Allow starred expressions to be used as subscripts for nested lookups for getitem and setitem
Given code like this: ``` d = {1: {2: {3: 4}}} print(d[1][2][3]) d[1][2][3] = None print(d) ``` It should be possible to rewrite it using a starred expression, like this: ``` d = {1: {2: {3: 4}}} keys= 1,2,3 print(d[*keys]) d[*keys] = None print(d) ``` Hopefully it's clear from that example what I'm suggesting.
On 2021-09-01 17:41, Kevin Mills wrote:
Given code like this:
``` d = {1: {2: {3: 4}}} print(d[1][2][3]) d[1][2][3] = None print(d) ```
It should be possible to rewrite it using a starred expression, like this:
``` d = {1: {2: {3: 4}}} keys= 1,2,3 print(d[*keys]) d[*keys] = None print(d) ```
Hopefully it's clear from that example what I'm suggesting.
Would that be equivalent to d[keys[0], keys[1], keys[2]]? If so, it would be equivalent to something that's already legal, namely, a subscript that's a tuple.

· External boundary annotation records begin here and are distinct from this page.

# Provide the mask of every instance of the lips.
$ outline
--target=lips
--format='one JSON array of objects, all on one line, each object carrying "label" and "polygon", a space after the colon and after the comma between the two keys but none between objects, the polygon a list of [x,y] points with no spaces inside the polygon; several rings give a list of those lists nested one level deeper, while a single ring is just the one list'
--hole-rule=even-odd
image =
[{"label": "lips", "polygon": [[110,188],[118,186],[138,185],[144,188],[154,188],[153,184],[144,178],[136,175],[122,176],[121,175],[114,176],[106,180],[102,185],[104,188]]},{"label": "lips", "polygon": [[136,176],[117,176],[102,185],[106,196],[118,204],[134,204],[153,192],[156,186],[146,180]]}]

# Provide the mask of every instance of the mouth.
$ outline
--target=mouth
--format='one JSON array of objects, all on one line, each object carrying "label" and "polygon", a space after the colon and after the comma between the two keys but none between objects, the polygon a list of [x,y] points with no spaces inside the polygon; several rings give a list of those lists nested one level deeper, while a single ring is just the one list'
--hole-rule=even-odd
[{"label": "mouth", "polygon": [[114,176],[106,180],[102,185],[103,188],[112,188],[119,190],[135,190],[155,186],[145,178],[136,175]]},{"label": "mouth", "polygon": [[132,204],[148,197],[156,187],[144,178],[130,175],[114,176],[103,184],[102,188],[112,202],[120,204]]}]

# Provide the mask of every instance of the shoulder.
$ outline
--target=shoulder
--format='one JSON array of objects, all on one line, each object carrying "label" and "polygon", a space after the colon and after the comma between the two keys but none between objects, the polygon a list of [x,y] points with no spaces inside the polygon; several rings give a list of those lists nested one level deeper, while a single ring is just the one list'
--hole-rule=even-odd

No, definitely not. d[1,2,3] and d[1][2][3] are not the same thing. The latter is what I am talking about.
Kevin Mills suggested:
d = {1: {2: {3: 4}}} keys= 1,2,3 print(d[*keys]) d[*keys] = None print(d)
Hopefully it's clear from that example what I'm suggesting.
MRAB replied:
Would that be equivalent to d[keys[0], keys[1], keys[2]]?
If so, it would be equivalent to something that's already legal, namely, a subscript that's a tuple.
and Kevin responded:
No, definitely not. d[1,2,3] and d[1][2][3] are not the same thing. The latter is what I am talking about.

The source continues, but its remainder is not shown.